Use a list comprehension instead of a map-filter combination [c r e s c e n t]

Use a list comprehension instead of a map-filter combination

Published: ⏰ 2019-01-03 (Last Modified: 2019-01-03)

In this entry I would like to write a small tip for Python programming.

Several months ago a colleague of mine said to me that

filter-map is faster than list comprehension.

This statement seems to be said often. In fact in Fluent Python you can find the following statement at page 25.

I used to believe that map and filter were faster than the equivalent listcomps

After the sentence the author mentions a counterexample.

Then which should we use? List comprehension or filter-map combination? What is the matter? I will explain one by one.

Warning

We will discuss only Python 3. More precisely we use an anaconda environment with Python 3.5.

Python2? It is already 2019.

Quick review of relevant Python's grammer

list comprehension

Python's list comprehension is a very useful syntax to create a new list from an old one.

before = [1, 2, 3, 4, 5]
after = [x**2 for x in before]

Then after is the list of squares of 1 to 5: [1, 4, 9, 16, 25]. You can create the same list by using for-loop.

after = []
for x in before:
    after.append(x**2)

But the list comprehension is easier and clearer. Moreover you can also create a restricted list by using the conditional statement if.

after = [x**2 for x in before if x % 2 == 1]

Then after is the list of the squares of 1, 3 and 5: [1, 9, 25].

NB: You can write if x % 2 instead of if x % 2 == 1 because 0 and 1 are evaluated as False and True, respectively.

map

map() is one of the built-in functions of Python. This takes a function and a list (rigorously iterable object) and apply the function to each element of the list.

def square(x):
    return x**2

before = [1, 2, 3, 4, 5]
after = list(map(square, before))

Then after is [1, 4, 9, 16, 25] as before. But you have to apply list() after map() to get the list because map() gives a generator rather than a list.

Generator

If you have a list in your Python code, then all values of the list lie in the memory of your PC. This behaviour can cause a problem if you want to deal with a large list-like data.

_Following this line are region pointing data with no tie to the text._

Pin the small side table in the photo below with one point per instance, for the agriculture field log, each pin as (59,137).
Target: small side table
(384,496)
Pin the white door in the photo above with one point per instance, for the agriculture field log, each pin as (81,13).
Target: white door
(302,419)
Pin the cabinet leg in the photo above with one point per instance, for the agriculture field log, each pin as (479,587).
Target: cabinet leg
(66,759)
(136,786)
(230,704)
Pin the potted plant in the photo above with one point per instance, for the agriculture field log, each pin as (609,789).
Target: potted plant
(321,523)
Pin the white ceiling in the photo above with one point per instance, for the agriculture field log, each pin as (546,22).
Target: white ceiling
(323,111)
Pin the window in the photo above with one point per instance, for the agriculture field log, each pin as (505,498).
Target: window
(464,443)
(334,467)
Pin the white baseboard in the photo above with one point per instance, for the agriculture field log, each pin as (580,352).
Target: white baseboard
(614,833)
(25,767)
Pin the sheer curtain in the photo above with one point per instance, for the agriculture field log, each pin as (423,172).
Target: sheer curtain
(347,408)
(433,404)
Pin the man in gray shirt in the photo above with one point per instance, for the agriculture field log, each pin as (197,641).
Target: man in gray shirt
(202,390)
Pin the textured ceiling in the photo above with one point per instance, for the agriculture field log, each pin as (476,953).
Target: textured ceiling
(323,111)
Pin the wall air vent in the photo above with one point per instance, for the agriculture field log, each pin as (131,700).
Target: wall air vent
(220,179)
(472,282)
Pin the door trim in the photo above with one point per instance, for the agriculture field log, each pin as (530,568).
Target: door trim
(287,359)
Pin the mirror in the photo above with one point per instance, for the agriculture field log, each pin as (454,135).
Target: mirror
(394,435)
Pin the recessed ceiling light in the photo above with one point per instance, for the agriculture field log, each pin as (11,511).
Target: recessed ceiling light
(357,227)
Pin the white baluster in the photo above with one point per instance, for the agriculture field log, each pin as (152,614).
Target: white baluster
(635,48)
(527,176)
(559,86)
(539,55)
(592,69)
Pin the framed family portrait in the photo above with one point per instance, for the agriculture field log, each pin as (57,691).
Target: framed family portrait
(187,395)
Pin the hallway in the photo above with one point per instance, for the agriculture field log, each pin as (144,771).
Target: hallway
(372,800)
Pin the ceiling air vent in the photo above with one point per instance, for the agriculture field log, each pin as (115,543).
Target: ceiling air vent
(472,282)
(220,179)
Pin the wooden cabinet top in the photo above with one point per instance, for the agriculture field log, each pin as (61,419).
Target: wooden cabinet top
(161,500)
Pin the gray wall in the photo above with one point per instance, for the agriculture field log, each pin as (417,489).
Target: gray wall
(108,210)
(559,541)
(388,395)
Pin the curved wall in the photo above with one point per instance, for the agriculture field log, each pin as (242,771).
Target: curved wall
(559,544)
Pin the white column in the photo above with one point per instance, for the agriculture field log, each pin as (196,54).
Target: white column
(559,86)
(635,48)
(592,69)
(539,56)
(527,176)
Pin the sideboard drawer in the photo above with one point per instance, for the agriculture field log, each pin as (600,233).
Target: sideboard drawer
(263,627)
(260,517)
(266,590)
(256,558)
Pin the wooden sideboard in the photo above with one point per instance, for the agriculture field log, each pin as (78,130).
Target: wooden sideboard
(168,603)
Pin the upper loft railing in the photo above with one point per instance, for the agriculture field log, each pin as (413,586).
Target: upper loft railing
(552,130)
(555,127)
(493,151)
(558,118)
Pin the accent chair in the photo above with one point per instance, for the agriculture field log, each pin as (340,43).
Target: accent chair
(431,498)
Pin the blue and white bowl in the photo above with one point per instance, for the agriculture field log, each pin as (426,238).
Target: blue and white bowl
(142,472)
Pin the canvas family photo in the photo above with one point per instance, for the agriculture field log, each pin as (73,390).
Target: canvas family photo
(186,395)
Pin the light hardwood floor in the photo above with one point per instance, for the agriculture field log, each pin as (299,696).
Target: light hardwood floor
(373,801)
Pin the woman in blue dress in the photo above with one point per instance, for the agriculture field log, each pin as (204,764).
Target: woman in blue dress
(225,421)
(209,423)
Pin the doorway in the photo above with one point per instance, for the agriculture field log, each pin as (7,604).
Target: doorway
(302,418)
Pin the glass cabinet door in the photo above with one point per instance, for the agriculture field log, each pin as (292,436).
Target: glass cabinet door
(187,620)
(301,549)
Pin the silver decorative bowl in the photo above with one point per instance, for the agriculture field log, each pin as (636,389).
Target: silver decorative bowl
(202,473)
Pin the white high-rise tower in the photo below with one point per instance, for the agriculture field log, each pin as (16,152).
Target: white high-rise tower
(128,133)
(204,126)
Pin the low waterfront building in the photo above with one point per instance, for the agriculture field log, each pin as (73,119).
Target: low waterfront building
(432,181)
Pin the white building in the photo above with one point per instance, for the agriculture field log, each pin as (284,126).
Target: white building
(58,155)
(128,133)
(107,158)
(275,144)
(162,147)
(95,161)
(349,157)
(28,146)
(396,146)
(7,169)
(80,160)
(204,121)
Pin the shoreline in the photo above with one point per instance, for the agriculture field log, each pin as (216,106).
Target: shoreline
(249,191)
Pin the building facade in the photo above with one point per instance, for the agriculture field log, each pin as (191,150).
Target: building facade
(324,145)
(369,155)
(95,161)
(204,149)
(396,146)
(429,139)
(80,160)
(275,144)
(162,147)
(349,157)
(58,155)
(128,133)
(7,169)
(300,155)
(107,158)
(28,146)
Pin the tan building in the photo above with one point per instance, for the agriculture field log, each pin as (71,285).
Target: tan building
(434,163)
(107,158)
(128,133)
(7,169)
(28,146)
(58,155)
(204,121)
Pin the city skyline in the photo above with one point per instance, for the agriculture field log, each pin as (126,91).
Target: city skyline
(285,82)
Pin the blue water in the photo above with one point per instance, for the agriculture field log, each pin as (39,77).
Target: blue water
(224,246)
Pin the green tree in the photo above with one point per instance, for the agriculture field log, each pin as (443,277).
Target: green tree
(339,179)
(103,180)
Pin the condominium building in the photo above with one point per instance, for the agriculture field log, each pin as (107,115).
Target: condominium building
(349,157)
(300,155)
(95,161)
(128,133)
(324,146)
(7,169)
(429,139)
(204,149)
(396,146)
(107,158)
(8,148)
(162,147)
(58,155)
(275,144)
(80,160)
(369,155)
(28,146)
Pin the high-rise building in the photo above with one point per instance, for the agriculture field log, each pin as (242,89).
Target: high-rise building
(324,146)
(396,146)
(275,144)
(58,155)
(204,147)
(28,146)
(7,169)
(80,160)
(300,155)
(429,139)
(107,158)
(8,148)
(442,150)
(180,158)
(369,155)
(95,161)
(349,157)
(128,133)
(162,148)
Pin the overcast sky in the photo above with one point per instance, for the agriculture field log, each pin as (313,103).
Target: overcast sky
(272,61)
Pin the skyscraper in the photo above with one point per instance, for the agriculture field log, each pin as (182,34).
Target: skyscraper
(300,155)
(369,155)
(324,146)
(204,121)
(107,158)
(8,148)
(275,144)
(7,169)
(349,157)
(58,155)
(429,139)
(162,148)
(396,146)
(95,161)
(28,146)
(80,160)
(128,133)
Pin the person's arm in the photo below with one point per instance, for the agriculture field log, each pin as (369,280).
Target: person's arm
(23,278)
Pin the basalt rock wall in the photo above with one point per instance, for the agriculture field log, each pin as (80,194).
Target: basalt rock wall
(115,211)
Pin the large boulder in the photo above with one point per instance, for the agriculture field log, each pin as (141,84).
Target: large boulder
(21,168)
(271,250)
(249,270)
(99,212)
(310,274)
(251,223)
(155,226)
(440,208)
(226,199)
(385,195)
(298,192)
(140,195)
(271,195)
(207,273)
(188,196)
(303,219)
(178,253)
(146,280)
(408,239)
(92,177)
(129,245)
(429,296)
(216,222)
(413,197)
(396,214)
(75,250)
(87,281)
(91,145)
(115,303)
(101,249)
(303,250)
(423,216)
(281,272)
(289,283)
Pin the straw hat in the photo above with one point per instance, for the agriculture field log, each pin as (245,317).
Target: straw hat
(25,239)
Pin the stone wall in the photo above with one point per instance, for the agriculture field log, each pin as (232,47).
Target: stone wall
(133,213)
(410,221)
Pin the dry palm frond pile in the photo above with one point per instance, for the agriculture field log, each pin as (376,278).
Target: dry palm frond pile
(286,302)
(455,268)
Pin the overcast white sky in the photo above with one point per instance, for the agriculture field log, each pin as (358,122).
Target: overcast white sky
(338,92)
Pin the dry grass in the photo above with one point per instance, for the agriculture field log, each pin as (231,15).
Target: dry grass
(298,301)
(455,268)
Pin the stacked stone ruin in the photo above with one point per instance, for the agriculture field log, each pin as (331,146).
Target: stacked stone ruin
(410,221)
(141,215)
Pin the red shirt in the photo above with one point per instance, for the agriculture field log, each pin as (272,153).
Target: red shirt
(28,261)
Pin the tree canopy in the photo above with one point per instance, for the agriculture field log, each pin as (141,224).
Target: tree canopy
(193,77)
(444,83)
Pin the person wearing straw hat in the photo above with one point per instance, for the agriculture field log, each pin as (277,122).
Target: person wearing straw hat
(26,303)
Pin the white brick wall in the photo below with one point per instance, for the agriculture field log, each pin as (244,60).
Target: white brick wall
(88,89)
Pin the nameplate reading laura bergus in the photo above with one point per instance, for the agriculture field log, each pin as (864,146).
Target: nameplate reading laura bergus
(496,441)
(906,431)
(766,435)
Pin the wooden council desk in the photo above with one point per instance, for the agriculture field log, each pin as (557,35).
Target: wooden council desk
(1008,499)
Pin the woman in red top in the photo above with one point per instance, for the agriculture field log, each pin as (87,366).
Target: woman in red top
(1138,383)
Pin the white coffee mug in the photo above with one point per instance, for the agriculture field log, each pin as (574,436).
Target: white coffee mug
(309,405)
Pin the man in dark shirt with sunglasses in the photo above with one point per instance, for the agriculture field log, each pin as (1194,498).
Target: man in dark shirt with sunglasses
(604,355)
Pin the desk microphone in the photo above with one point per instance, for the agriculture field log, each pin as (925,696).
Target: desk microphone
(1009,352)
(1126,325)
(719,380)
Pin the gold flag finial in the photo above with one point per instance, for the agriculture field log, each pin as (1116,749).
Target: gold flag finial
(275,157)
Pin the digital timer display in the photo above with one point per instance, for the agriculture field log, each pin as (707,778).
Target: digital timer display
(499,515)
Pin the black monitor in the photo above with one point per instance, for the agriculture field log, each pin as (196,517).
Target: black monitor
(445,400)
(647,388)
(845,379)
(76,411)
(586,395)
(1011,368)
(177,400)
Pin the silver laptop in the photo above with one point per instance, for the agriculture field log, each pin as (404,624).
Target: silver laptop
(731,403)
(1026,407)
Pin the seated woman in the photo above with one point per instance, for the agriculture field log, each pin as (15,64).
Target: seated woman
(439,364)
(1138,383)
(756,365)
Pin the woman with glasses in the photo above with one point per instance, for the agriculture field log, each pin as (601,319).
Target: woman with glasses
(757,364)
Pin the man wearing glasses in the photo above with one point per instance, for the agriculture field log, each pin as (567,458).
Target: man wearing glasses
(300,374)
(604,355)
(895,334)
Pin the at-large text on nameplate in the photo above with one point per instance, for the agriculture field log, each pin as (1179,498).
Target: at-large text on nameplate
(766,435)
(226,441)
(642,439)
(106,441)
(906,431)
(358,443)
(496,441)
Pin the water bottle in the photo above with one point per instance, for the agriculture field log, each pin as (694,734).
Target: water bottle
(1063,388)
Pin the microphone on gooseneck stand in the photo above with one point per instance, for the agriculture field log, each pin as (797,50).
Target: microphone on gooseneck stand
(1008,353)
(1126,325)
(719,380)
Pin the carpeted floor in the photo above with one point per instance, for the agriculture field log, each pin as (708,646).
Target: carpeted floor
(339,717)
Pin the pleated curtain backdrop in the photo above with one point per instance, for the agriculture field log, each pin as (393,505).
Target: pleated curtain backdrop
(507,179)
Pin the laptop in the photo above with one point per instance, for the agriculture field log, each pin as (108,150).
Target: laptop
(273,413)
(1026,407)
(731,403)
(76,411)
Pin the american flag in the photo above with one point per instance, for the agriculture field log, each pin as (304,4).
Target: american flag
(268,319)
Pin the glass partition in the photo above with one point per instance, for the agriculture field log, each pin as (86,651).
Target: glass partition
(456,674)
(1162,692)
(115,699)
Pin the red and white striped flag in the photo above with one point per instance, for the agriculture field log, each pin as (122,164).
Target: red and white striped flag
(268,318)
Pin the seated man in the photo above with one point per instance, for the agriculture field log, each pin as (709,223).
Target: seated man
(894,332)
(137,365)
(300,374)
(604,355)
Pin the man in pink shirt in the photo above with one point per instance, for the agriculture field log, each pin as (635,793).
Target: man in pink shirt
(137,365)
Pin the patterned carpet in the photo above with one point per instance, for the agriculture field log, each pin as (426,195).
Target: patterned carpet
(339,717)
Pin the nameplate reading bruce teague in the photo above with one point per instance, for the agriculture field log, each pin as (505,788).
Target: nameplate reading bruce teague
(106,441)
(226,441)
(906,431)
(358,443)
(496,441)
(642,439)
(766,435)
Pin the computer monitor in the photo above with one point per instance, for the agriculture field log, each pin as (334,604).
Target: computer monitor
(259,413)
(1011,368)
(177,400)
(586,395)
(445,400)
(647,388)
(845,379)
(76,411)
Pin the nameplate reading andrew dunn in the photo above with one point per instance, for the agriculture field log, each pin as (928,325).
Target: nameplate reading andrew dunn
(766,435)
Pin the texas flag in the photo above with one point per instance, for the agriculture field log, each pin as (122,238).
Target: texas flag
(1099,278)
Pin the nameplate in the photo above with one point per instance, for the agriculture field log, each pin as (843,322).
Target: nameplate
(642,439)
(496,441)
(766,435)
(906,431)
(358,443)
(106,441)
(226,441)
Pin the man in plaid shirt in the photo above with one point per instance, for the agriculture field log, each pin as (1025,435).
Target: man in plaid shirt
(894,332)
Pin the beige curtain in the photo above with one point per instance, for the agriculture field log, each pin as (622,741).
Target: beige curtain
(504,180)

A typical example is a large text data. Let us assume that you have a 100MB text file and you want to process the file line by line (e.g. word counts, line length, JSON lines, etc.).

lines = list(open("large_file.txt","r"))

Then lines is a list of lines in "large_file.txt". Thus the whole text file is extracted in your memory. This is waste of the memory space.

NB: The actual memory space for the list of lines is pretty different from the file size. You can directly check it by using sys.getsizeof().

To avoid this problem the built-in function open() returns a generator. A generator returns a value in a lazy way.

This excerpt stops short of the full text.